Wednesday, June 17, 2009

The American Tribe – Unite

I wrote yesterday about tribes and how I believe President Obama is getting us back to respect and need of the whole tribe. I got to thinking about the American Tribe, which I tend to do. What makes the American Tribe unique is that we are a tribe composed of people who were kicked out of, or in rare circumstances voluntarily left, virtually every other tribe on earth. The American Tribe represents the rejects of the world, AND, those willing to escape rather than stay and be persecuted.

22,000 years ago Native Americans left there comfortable worlds, trudged north into the frozen Ice Age lands of what is now Siberia across the Bering Straits, then iced over, into what is now Alaska and eventually into both Americas. Later Pacific Islanders braved the vast oceans to land in South America and migrate north mixing with those who came before. Do we believe they made these treacherous journeys with women, children and their elderly because their tribes in Asia, where the temperatures were moderate, wanted them to stay? Of course not. They were kicked out of their tribes. Their tribes thought they would die. They did not. They became Americans.

The Pilgrims were forced out of England. Georgia was populated by criminals from English jails. German Catholics came here in droves in the 1800s to escape Lutheran persecution. Sicilians and Irish left their homelands for a “better” life, which means their old tribe was not working out for them. Chinese and Japanese fled their countries for our West Coasts. Africans were kicked out of their countries like the rest of us, sold as slaves. We are all refugees from other tribes who could no longer stand to have us around. Everyone sent us off across oceans and thought, or hoped, we would die. We did not. Against all odds, we became Americans.

We, the American Tribe, are the rejects of the rest of the world. We welcome all who are kicked out of their tribes. So says our greatest monument – The Statue of Liberty. What made us a problem to the staid traditions of our former tribes made us stronger as a people. It made us Americans.

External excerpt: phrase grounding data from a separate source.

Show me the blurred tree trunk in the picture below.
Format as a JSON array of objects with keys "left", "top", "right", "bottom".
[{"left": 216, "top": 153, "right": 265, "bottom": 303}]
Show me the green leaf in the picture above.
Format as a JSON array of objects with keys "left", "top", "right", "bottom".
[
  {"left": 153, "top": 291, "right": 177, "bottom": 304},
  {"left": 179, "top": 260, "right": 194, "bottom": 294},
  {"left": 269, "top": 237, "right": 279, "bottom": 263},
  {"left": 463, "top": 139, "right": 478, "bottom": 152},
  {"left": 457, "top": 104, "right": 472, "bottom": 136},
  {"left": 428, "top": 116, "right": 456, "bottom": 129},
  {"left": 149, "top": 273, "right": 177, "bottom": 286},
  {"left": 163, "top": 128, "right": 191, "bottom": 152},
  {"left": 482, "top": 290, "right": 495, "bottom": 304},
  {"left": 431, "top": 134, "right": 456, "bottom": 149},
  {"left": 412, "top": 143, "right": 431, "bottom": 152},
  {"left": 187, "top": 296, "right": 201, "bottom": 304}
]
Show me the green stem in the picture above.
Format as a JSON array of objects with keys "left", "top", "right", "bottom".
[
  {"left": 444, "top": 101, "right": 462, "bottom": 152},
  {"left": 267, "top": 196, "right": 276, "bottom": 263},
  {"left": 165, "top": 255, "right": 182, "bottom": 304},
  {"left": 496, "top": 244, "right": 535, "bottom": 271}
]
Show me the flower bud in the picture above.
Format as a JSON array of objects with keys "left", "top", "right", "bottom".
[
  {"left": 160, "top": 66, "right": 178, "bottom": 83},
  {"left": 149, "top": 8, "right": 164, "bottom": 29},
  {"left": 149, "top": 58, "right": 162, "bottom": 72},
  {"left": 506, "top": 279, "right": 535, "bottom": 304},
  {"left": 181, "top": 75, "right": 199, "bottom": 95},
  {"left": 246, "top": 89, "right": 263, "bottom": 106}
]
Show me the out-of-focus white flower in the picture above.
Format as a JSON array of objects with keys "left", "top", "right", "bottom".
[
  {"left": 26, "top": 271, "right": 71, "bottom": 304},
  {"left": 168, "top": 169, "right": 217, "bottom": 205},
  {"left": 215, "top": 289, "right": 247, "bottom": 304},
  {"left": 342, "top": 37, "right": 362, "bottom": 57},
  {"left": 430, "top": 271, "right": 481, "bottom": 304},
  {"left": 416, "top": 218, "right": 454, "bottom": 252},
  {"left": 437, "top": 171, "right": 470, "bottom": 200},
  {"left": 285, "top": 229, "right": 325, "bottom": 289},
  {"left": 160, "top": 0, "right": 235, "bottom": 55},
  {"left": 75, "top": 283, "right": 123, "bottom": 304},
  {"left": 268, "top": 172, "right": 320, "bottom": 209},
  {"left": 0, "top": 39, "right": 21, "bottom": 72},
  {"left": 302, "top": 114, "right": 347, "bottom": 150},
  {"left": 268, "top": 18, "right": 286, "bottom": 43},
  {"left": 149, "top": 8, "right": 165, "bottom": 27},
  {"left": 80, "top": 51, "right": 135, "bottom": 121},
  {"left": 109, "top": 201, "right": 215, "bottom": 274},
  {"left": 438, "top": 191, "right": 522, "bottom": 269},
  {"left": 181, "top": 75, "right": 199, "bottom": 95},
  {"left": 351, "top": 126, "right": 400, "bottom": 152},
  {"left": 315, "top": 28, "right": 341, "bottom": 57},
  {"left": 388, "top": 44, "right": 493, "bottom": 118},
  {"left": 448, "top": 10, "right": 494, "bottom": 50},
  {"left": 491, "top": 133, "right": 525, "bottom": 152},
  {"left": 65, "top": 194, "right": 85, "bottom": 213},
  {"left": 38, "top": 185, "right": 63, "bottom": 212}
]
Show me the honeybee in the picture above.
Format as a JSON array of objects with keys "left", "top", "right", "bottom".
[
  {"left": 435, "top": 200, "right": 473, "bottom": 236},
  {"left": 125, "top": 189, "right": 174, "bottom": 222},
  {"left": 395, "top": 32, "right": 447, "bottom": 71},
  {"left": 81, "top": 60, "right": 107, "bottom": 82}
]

Over time we have assimilated everyone. The English first disliked the Dutch (Dutch rub, Dutch treat, which is no treat at all, etc.), but got used to them. The Irish, Scotts, Italians, Germans, Greeks, Jews, Catholics and many others came, were subject of discrimination and ultimately assimilated into the culture. While it took longer, Africans, Asians, Native Americans and Hispanics have all been embraced by the American Tribe and have served the US proudly in leadership, diplomatic, civil servant and military positions.

The Baby-Boomer and especially the post-Boom generations are unifying and erasing all past distinctions. We are increasingly a land of mutts. Mixed breeds with uncommon heritage with descendants from many different tribes around the world. Our President is not black. He is an American, all mixed up like the rest of us.

We are all one-eighth this and one-sixteenth that. A pinch of Irish, a pinch of Cherokee, a bit of German, some Korean in there somewhere, and a little something else. Whites are of course not white. Blacks are of course not black. We are all shades and tints of brown. We are all the same basic color.

The term “Diversity” has come to focus us on our irrelevant differences, though it should not. It was a concept important to get where we are today. It, however, is a term of division. A term of the past.

We are now the American Tribe. A tribe of outcasts. A tribe of mutts with varied heritage. A tribe descended from those brave enough to challenge the old tribe and be kicked out for it. A tribe of people our old tribes hoped would die at sea, but we did not.

Instead, against all odds and over many years and through trials and tribulations of great magnitude, we, the misfits of the world, have finally become united as one, the American Tribe.

Unlike most other places on earth, we are a tribe of people with eyes, skin and hair of many colors none of which impact who we are as people. Individually we practice many religions or none at all, speak and write as we see fit, work hard or not, love man or woman or both, and live as we deem appropriate, for that is what the American Tribe is all about. We are unique and powerful individuals within the great American Tribe.

It is time we stop celebrating our differences and begin to celebrate our similarities. Mr. President, make this year’s Independence Day be a celebration of our independence from past discrimination based on our diverse and irrelevant characteristics.

Make it a celebration of the unified American Tribe.